Julia: "whos" is a bad name for the functionality

Created on 13 Jul 2015  Â·  51Comments  Â·  Source: JuliaLang/julia

Of course it was named by analogy of the matlab command. But whos is one of the more obscure names in julia. If at all, who should give users, not things. Second, the "s" in "whos" seems to be a contraction of "who + sizes" , making whos an extended version of who in matlab. In julia there is no who of course and whos does not report sizes. I am a bit ashamed of reporting this, but apparently I care.

breaking good first issue help wanted

Most helpful comment

Whatever it is called, let me make a plea to for whos() to actually return a data structure of some sort that is displayed, rather than acting via side effects. Except for functions that actually perform I/O, I think relying on side effects is a bad idea.
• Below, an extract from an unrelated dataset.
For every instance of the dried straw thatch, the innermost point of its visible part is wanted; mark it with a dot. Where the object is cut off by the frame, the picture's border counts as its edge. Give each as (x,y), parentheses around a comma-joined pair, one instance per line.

For one thing, returning a value allows the caller to perform further processing on the data if desired. For another thing, returning a data structure allows for more flexible display, e.g. a writemime(io, "text/html", ...) could output an HTML table and display nicely in IJulia. (See also JuliaLang/IJulia.jl#342.)

All 51 comments

Agree - but perhaps a suggestion for a better name? We used to have sizes and they got removed at some point.

Maybe globals? or objects? In R, this is called ls.
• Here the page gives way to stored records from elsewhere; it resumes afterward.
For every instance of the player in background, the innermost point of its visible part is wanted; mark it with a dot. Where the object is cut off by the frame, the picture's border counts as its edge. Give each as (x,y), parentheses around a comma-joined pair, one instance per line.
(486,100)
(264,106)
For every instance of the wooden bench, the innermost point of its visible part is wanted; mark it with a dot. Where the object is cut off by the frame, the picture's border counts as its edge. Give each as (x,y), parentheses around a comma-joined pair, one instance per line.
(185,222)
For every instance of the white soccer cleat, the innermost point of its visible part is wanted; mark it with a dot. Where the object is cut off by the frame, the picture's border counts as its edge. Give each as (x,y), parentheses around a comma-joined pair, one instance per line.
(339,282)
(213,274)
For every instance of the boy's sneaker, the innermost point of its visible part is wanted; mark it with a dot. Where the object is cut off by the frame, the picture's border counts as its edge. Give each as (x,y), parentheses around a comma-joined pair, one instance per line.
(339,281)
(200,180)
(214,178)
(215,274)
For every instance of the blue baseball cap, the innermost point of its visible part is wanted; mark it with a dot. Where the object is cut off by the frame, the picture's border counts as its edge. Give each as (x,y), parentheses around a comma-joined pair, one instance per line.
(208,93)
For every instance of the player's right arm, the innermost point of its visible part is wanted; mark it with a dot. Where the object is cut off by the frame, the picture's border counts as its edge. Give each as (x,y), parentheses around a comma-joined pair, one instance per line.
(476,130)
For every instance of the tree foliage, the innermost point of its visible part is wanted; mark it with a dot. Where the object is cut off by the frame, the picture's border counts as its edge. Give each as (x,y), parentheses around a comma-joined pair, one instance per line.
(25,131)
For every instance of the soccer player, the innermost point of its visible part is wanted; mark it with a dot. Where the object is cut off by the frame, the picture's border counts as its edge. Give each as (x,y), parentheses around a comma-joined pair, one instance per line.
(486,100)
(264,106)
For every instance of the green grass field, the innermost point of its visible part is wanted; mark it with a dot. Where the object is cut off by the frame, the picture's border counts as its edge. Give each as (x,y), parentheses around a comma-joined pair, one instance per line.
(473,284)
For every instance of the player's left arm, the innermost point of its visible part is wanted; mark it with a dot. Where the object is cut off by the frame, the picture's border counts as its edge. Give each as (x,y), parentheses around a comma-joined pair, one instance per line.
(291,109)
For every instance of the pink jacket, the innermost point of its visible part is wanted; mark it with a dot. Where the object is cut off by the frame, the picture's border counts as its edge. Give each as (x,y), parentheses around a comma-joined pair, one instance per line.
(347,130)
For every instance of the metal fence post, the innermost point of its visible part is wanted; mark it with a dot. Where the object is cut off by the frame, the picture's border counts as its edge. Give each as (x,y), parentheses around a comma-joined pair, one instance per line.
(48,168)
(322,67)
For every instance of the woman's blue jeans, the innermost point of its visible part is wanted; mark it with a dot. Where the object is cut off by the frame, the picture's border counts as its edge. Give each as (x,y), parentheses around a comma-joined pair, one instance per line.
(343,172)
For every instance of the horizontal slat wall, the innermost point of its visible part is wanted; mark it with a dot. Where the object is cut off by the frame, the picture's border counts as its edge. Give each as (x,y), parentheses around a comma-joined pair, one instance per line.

Anyway, +1 to a better name.

Random thoughts: (i wasn't even aware that 'who' exists in matlab)

  • variables
  • listvar
  • varlist

as commands
i always liked this dir(object) in python. I guess the correct julia case would be dir(Main).
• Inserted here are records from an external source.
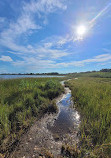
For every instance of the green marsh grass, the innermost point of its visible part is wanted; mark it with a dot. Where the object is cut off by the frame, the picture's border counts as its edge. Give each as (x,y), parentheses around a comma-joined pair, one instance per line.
(21,102)
(92,97)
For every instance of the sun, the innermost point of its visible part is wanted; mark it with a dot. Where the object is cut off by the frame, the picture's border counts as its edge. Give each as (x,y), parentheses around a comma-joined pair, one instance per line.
(81,31)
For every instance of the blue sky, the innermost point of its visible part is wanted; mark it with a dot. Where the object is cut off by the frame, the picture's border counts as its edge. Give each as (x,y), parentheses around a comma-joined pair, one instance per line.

P.S. workspace() for cleaning up could also use a better name -> new_workspace()

Tangentially, I posted a pull request to report sizes in whos. It is still open, but I don't have the number handy.

11461

dir is a nice option, also ls. It's only used by people working at the REPL so it shouldn't be a long name like variables.

Also, if whos is getting attention, it would be nice to reach a consensus about not displaying imported modules by default which can really clutter it up. See issue #9902, PR #10108.

I think that this function conflates two rather different things:

  • what names are bound in a given namespace (e.g. Main)
  • how much memory am I using and what is claiming it

Perhaps the APIs to discover these things should not be crammed into one.

I agree a separate function just to get a list of names should exist. But for the second function, returning the memory used by each object, you obviously need to also return the names to identify them.

what(AbstractString, Number, -Integer)
<string name>           ASCIIString
<string name>           UTF8String
<complex name>          Complex{Float64}

about(AbstractString, Number, -Integer)
<string name>           ASCIIString         <concise size>
<string name>           UTF8String          <concise size>
<complex name>          Complex{Float64}    <concise size>

where(<pkg|module name>,.. , what(AbstractString, Number, -Integer))
<string name>           ASCIIString         <pkg|module>
<string name>           UTF8String          <pkg|module>          
<complex name>          Complex{Float64}    <pkg|module>

where(<pkg|module name>,.. , about(AbstractString, Number, -Integer))
<string name>           ASCIIString         <concise size>      <pkg|module>
<string name>           UTF8String          <concise size>      <pkg|module>
<complex name>          Complex{Float64}    <concise size>      <pkg|module>

It would be nice to just get rid of whos, even if by just renaming it to something better - possibly for 0.4

I like scope for this. (No doubt that's controversial.)

ls() is free, short and has precedence in R and is discoverable.

ls +1

You also get information about the size and the location using bash's ls.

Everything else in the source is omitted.